Question about BASIC instructions' speed

LRFLEW

New Member
Sep 23, 2019
17
4
3
So I was messing around with different programs and how fast they can render to the screen. I modified the emulator to time how long it takes between writes to the Vera address $10000 (first byte of bank $1) to perform the performance tests (measured using the emulated CPU's clock cycles). After reading through the discussion on the post "VPOKE Banks?", I noticed that my experiment would be affected by a problem brought up. Basically, in that post, it was brought up that, on real hardware, the current implementation of POKE in BASIC will result in the increment being applied twice when writing to a Vera data port on actual hardware. This issue doesn't appear in the emulator, so I hadn't noticed anything wrong (and the discussion seems to indicate that the issue will be fixed before hardware is release), but went ahead and tried updating the test programs to use VPOKE instead. I was expecting a slight hit to the performance, as VPOKE requires more writes to memory and more value processing. What I found, however, surprised me. Here are two sample programs, both write $4000 (16384) 0-bytes to the Vera starting at $10000, and loops indefinitely (the GOTO on line 80).

POKE Program:
Code:
10 POKE $9F25, $00
20 POKE $9F22, $11
30 POKE $9F20, $00
40 POKE $9F21, $00
50 FOR I = 0 TO $3FFF
60 POKE $9F23, $00
70 NEXT
80 GOTO 30
Time between loops: 14.125 seconds

VPOKE Program:
Code:
50 FOR I = 0 TO $3FFF
60 VPOKE $1, I, $00
70 NEXT
80 GOTO 50
Time between loops: 12.268 seconds

Any idea why this is the case? I don't have much experience with BASIC prior to working with the X16 emulator, so I don't really know any of the "classic" optimization secrets (other than a few things I read online, such as that smaller line numbers are better). Looking at the assembly in the ROM, the VPOKE command should take longer than the POKE command (I think), but it isn't. I feel so confused about this.
 
May 22, 2019
486
250
43
This is part of the discussion I've been having with someone in a Github pull request.
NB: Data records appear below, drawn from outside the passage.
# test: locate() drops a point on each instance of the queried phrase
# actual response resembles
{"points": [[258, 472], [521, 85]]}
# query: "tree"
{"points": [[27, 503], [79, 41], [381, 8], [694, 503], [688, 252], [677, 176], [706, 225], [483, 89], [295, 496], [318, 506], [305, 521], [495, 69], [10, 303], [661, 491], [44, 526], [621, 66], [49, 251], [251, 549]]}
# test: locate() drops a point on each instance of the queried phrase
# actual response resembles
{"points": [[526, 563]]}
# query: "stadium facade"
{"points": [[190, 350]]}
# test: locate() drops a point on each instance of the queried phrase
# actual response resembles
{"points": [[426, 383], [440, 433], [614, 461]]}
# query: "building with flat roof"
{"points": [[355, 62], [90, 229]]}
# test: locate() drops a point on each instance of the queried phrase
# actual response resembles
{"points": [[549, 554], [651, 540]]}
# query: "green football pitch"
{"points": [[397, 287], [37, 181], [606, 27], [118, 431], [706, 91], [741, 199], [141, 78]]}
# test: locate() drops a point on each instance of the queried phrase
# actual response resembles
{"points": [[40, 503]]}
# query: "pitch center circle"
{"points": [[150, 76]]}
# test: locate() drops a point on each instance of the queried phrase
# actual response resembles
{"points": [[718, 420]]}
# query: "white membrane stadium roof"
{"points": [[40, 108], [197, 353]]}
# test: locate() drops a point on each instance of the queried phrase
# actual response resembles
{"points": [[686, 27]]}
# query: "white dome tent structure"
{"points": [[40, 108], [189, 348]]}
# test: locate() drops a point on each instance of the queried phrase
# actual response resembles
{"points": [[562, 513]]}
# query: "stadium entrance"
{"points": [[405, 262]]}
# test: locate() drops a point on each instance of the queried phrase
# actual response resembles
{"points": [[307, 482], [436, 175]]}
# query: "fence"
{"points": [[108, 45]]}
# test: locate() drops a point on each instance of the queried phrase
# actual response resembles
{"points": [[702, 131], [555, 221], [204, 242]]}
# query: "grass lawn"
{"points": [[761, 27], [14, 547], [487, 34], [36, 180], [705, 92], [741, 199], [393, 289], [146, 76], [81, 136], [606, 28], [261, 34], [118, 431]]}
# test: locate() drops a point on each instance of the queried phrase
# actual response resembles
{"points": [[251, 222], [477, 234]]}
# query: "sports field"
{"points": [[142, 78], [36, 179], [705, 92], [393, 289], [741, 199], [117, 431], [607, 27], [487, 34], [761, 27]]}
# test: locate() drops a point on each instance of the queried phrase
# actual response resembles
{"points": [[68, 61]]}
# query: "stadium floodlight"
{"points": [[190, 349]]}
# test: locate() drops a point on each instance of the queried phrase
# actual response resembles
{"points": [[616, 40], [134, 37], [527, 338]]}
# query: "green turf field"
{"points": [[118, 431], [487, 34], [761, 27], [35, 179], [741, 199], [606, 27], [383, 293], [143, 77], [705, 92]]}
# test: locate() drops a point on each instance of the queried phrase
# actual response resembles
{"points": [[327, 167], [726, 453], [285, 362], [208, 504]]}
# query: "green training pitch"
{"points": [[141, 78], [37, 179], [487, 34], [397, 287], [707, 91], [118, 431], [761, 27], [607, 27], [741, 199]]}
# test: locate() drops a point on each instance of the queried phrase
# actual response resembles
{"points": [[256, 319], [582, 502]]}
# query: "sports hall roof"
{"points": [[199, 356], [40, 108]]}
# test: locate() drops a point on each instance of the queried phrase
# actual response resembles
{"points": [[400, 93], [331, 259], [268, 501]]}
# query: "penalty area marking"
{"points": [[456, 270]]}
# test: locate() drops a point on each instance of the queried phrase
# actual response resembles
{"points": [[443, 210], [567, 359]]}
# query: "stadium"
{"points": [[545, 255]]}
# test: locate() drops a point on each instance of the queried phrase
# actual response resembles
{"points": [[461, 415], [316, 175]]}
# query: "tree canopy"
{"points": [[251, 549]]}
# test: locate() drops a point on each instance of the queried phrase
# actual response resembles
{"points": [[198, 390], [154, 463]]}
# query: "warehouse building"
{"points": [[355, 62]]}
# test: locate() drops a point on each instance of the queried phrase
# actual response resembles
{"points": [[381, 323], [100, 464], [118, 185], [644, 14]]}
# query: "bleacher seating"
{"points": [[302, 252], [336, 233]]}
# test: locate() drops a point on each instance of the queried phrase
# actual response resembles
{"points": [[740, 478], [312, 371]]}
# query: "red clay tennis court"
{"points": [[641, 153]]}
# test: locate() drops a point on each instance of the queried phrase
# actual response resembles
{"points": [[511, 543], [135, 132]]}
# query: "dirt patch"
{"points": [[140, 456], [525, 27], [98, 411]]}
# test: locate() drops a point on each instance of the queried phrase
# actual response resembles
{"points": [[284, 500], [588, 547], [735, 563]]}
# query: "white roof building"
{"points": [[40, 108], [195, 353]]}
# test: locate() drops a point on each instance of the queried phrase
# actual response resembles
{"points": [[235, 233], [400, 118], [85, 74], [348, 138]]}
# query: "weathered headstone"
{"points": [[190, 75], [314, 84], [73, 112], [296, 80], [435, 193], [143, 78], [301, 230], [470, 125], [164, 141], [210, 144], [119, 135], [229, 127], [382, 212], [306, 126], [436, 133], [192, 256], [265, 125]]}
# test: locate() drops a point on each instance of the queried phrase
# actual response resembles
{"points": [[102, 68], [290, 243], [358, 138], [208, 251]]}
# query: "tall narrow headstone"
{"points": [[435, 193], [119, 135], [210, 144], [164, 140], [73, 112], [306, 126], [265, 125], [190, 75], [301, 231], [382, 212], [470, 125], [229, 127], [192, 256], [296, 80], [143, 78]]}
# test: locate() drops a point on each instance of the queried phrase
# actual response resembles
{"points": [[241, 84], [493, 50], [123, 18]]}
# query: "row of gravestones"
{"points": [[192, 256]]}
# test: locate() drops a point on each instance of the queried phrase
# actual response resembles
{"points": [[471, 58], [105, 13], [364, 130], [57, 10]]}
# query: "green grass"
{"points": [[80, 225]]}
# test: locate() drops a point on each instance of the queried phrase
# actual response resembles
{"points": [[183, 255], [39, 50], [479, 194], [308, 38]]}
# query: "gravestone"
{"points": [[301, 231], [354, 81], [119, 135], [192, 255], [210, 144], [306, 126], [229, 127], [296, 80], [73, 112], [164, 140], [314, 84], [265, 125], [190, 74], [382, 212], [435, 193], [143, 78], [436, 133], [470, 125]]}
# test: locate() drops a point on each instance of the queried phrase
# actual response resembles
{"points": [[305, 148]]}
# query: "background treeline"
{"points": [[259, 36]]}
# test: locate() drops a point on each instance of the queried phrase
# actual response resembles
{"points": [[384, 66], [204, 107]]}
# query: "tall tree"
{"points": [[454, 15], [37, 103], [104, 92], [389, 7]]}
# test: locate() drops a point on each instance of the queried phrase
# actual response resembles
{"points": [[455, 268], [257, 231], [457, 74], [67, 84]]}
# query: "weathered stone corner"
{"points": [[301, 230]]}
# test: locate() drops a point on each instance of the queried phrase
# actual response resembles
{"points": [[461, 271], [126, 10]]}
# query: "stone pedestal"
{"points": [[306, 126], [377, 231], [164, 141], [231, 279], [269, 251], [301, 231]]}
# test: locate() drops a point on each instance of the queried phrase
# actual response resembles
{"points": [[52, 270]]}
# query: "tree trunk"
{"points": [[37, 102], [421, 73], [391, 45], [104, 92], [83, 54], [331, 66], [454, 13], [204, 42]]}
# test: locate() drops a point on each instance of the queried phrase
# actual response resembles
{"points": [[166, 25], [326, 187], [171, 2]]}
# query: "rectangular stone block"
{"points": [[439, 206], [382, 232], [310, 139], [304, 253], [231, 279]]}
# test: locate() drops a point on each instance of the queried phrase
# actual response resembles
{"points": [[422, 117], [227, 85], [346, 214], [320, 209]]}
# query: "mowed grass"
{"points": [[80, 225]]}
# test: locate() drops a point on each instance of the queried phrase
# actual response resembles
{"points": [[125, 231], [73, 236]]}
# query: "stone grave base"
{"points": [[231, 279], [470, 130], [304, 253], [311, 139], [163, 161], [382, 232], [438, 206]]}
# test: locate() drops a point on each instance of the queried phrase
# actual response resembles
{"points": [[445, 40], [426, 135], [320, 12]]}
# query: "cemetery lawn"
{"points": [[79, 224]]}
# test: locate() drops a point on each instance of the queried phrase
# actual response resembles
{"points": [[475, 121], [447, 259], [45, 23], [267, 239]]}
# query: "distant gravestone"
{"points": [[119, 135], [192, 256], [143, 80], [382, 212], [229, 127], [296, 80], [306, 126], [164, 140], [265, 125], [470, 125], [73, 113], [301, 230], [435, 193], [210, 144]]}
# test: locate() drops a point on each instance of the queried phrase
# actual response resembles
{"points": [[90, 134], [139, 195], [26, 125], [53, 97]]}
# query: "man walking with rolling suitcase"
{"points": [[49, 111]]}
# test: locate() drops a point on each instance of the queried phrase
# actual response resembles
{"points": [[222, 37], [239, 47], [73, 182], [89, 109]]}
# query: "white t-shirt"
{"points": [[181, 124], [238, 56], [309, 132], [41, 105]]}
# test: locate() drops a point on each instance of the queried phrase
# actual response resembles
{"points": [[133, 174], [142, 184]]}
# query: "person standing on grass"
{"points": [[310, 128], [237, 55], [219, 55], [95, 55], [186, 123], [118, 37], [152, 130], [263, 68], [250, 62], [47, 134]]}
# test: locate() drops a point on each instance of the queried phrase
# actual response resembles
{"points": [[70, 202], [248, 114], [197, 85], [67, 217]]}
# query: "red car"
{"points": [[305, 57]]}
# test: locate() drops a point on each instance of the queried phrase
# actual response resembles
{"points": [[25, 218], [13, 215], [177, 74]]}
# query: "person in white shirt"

The issue is that BASIC has to parse the command parameters every time, and it takes longer to read $9F23 as it does to read "I". So your second loop is faster because there's less text to parse.

Let me run a quick test with your two code blocks and my standard test rig:
So the first loop also runs in 14.1 seconds for me.
1571295405320.png

Now that we have a control, let's try adding a variable.

1571295558538.png

So the number parsing is the issue.

Finally... I went back and implemented the VPOKE version exactly as you wrote it:
1571295824445.png

So VPOKE is significantly slower, by about 48% in this test.
 
May 22, 2019
486
250
43
so I don't really know any of the "classic" optimization secrets (other than a few things I read online, such as that smaller line numbers are better)
This one is a myth - mostly.

Line numbers in BASIC are stored as binary integers (unlike numeric literals in the code itself), so the length of the line number is irrelevant. It's always 2 bytes in memory.

Consider this:
1571296322419.png

So why is this "mostly" a myth? Because GOTO statements still need to be parsed, and if you have a lot of GOTO statements with long line numbers, you are adding a few microseconds to each GOTO.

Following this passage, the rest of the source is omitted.